0157.新兵器の外観
防空艦レッススの甲板は真っ暗だった。
敵機から新兵器【魔哮砲】を隠す為に【幻術】で闇を作ったのか。
……いや、違う。
魔装兵ルベルは船室で一人、首を横に振った。【遠望】の眼に【幻術】は効かない。本当に闇がそこにあるのだ。
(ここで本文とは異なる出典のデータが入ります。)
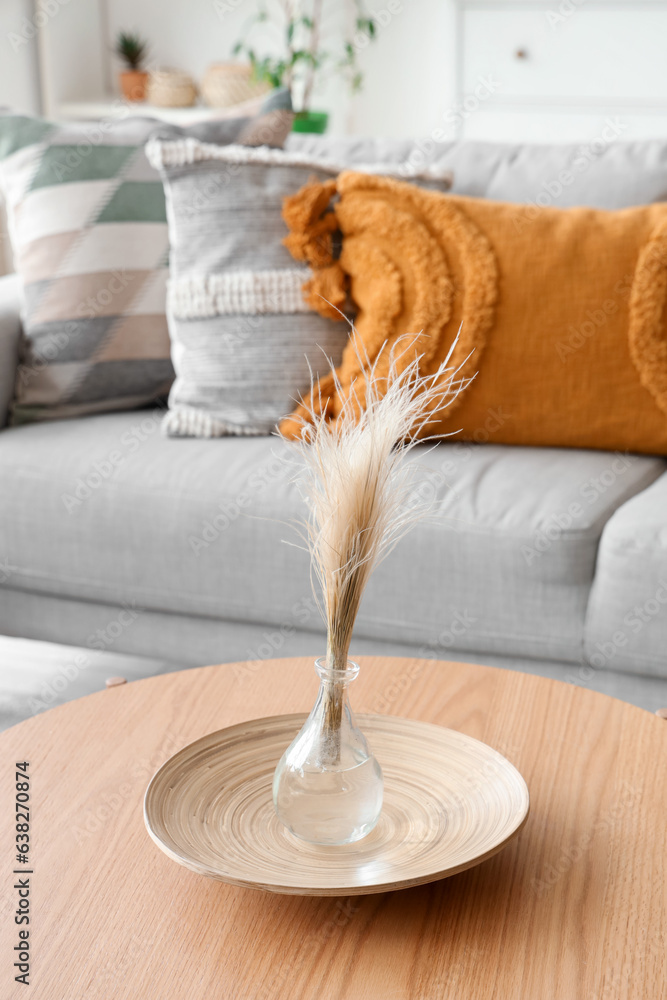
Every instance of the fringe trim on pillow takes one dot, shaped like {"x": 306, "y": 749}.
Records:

闇を中心に【遠望】の視点を動かした。上下左右、全て完全な黒。光を通さないそれはトラック程度の塊だ。周囲の様子は普通に見える。
哨戒任務で、敵機の警戒などに使用する【飛翔する蜂角鷹】学派の【索敵】の視線は、雲などの遮蔽物を何度でも透過し、肉体を持たない魔物なども視認する。強力な分、魔力の消耗も激しい。
今、個人的に使う【遠望】の視線は、同じ【飛翔する蜂角鷹】学派の術だが、遮蔽物を手前のひとつしか越えられない。船の装甲を越えた後は霧にも遮られる。
ルベルは首を傾げ、赤毛の頭を掻いた。
ほんの軽い気持ちで使った【遠望】では、闇の中身までは見えないのだ。
闇の傍に何人も兵士がつく。
一人は、軍服の襟に【花の耳】の花弁がひとつ見えた。その顔に緊張が走り、魔法の通信機から送られる声に耳を聳てる。
どうやら、ルベルと交替した見張りから敵襲の報が入ったらしい。
ルベルは寝台に腰掛けたまま姿勢を正した。視覚を拡大する【遠望】の術では、音声まではわからない。
通信兵が何事か早口に告げると、闇の傍らに控える兵が動いた。闇に向き直る。
ルベルは【遠望】の角度を変えた。
その兵は身振りを交え、何事か指図するようだ。
闇が、動いた。
のっぺりとした黒い塊が、生物的な動きで波打ち伸び上がる。
人の背丈の三倍くらいに伸びると、その先端が膨らんだ。丸く、広い。ルベルは兵学校の教本で見た「パラボラアンテナ」を連想した。
それは、アーテルの方角を向いて動きを止めた。
闇に指示を出した兵と【花の耳】の一部を持つ通信兵も同じ方角を注視する。
通信兵が口を開いた。直後に別の兵の口も動く。
アンテナの正面が青白く光った。光はすぐに消え、闇の塊がふにゃふにゃと脱力して元の形に戻る。
ルベルには、疲れた生き物が蹲ったように思えた。
……あれが……【魔哮砲】……?
心が乱れ、【遠望】の術が切れる。
魔装兵ルベルはベッドに横たわり、酷使して熱を帯びた目を閉じた。